Peut-on vraiment être ami.e avec ses salarié.es ?
03 févr. 2020
7min
Rédacteur
Tout avait pourtant bien commencé : comme vous il/elle n’était pas économe de son temps et était pleinement investi.e dans sa mission. Alors, quand après quelques frayeurs partagées dans le bouclage tardif de ce dossier et de nombreuses esclaffes quotidiennes, la connivence s’est invitée entre vous sans crier gare, vous vous êtes plutôt réjoui.e de cette situation.
Puis les afterworks entre collègues ne suffisaient plus à canaliser votre admiration mutuelle, tant et si bien que vous avez commencé à vous voir les weekends, à vous inviter chez vos familles respectives et même à entrevoir des vacances ensembles. Seule ombre au tableau et non des moindres : vous êtes employeur et lui/elle est votre salarié.e. Serait-ce pour autant une amitié impossible ?
On le sait, l’amitié entre salarié.es est un précieux stimulant moral et gage de performance des équipes dans un environnement professionnel souvent générateur de stress.
Si cette démarche est communément admise entre salarié.es, le rapprochement d’un supérieur hiérarchique avec son subalterne questionne sur l’équité du management. Or, les aspirations des jeunes générations aidants, l’amitié au travail, émancipée de toute considération hiérarchique est un sujet qui gagne en importance.
Si elle facilite les prises de décision en période de crise ou permet de se confier auprès d’une personne de confiance, l’amitié hiérarchique mal gérée peut engendrer des conflits d’intérêts susceptibles de détériorer l’ambiance au travail et de désolidariser l’équipe.
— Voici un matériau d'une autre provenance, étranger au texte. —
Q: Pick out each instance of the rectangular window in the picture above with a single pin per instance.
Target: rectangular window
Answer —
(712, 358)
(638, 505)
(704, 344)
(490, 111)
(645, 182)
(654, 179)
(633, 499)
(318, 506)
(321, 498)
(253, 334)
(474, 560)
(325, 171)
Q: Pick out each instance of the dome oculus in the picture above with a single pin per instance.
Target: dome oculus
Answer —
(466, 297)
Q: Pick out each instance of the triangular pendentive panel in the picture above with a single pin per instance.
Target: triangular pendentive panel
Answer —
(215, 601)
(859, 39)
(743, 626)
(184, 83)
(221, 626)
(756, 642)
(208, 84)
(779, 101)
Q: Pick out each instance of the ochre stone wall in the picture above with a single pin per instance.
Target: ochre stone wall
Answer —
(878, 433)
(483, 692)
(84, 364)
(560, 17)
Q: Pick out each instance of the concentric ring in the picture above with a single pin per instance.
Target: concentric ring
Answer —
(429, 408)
Ce qu’en pensent (vraiment) vos salariés
Le salarié français a toujours entretenu une relation ambivalente vis-à-vis de son patron : s’il s’est historiquement montré défiant à l’égard de son supérieur, il admire son rôle de leader charismatique. Un sondage Opinionway de 2017 montrait que 73% des salarié.es jugeaient favorablement leurs actions et 55% étaient fiers de leur patron en raison de leur proximité (35%), leur personnalité (33%), leur vision et leur projet (30%) et leurs valeurs ou prises de position (28%). Le mot patron lui-même ne dérive du latin patronus qui possède les mêmes racines que « pater », autrement dit la figure du père protecteur veillant sur ses fidèles, rôle historiquement dévolu aux prêtres et aux souverains. Or une telle position instaurait d’office un rapport dominant/dominé voire infantilisant.
Ceci explique pourquoi les amitiés en milieu professionnel sont longtemps restées cantonnées à un même niveau hiérarchique.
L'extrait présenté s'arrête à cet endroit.